I've been terribly absent here. My goal is to post once a month, which I obviously failed at in the past few months. I even considered closing up shop on the old blog, but I do love the unique outlet it gives me to express my thoughts and to potentially encourage others in the process.
I've had many ideas of things I wanted to blog about, and perhaps I will do that sometime; lessons learned in the past months, primarily about being light in the world. I do hate that so many of those thoughts I had and lessons I learned have so easily slipped through my fingers because I didn't take the time to write them down. All the more reason to chronicle and reflect...
For whatever reason, I've been feeling especially adult lately (some of you are probably laughing at me).
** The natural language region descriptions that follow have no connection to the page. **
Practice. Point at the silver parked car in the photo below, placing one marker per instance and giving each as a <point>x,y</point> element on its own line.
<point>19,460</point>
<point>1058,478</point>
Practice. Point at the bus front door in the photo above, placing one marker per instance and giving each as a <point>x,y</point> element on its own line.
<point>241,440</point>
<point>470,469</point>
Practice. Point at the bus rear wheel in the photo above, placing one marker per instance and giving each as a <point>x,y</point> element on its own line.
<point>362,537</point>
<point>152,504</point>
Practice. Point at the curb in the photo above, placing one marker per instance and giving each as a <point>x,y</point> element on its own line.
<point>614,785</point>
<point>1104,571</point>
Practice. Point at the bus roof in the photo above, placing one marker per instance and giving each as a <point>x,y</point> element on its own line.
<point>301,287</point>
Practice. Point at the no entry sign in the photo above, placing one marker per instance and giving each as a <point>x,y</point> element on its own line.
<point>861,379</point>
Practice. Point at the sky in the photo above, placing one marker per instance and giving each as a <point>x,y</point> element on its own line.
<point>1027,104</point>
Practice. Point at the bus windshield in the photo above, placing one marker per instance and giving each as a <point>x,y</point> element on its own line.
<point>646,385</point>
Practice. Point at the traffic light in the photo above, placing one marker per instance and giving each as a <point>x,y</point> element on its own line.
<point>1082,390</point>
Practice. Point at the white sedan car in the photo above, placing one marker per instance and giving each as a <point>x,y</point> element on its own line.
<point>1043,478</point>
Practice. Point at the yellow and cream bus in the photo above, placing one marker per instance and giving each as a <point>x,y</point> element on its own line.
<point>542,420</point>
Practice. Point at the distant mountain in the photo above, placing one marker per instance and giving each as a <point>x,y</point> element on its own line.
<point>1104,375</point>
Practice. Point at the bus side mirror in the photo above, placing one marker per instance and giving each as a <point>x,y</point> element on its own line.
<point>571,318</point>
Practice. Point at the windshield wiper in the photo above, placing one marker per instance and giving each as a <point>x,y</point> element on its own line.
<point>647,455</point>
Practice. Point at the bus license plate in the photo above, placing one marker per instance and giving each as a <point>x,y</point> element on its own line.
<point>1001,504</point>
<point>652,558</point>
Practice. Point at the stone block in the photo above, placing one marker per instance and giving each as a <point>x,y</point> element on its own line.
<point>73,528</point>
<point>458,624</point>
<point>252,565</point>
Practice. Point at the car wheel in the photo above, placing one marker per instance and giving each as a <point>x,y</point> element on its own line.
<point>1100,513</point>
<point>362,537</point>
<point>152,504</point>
I think it began when we bought our house, something about the magnitude and responsibility of that really resonated with me. But, it's more than that too. Lately I've noticed that my thoughts and feelings about life and the world have changed (in a good way). It's difficult to put it into words exactly, but I find my views expanding, the grace I give to others and myself increasing, and the magnitude of my purpose and the brevity of life coming more and more into focus.
One unfortunate side effect of adulthood I've discovered is how much more quickly time passes and how much more elusive magical moments have become. But last Friday, I was given a gift. It was my first elementary school Christmas party experience as a teacher (since my previous years as a middle school teacher held only exams on the last day before break). The morning was already wonderful, we were all allowed to wear our pajamas to school (a definite perk) and I had been absolutely overwhelmed with wonderful gifts from students and co-workers. Joy was in the air as our sing-along program commenced. The premise of the program was to collect toys for Must ministries, and as the children filed in to give the gifts, the chorus sang the song "believe" from Polar Express.
And in that moment, I felt it, that magical Christmas feeling that we all remember from childhood. I was trying to put my finger on what allowed me that moment, in hopes that I could recreate it for the future, and suddenly, it was obvious: it was love.
As I looked over my room full of students, I was overwhelmed with love. A few weeks ago at my home church's homecoming, my mom talked about how she had always felt "covered up with love" at the church. That is exactly what I wanted to do in that moment. I saw a room full of students, many of whom aren't loved by their families as they should be, and I longed to cover them up with love too. I prayed that they would know that they were loved by me, and infinitely more so by a creator who longed for them.
Later in the program, I probably broke ever good-teaching practices rule there is as I led my students around the room in a Conga Line to Feliz Navidad. But the smile on my new non-English speaking student's face and the exclamation from another student that I was "the best teacher ever" made it all so worth it. I'm so thankful for my daily opportunity to love on kids. What a gift.
I love Christmas: the magic of Santa Claus, the giving of gifts, even the hustle and bustle, because for me, it all points to love. I pray that my home and my life can always reflect this at Christmas and always.
For God so loved the world, that he gave his only son, that whosoever shall believe in him, will no perish, but will have everlasting life.
Greater love has no man than this, that he lay down his life for his friends.
I pray that you, being rooted and established in love, will together with all the saints, be able to grasp how wide, and high, and long, and deep is the love of Christ.
Love one another for love is of God, He who love is born of God and knows God. He who does not love, does not know God: God is love.
I'll leave you with one of my favorite Christmas songs from my very favorite Christmas movie:
It's true, wherever you find love, it feels like Christmas.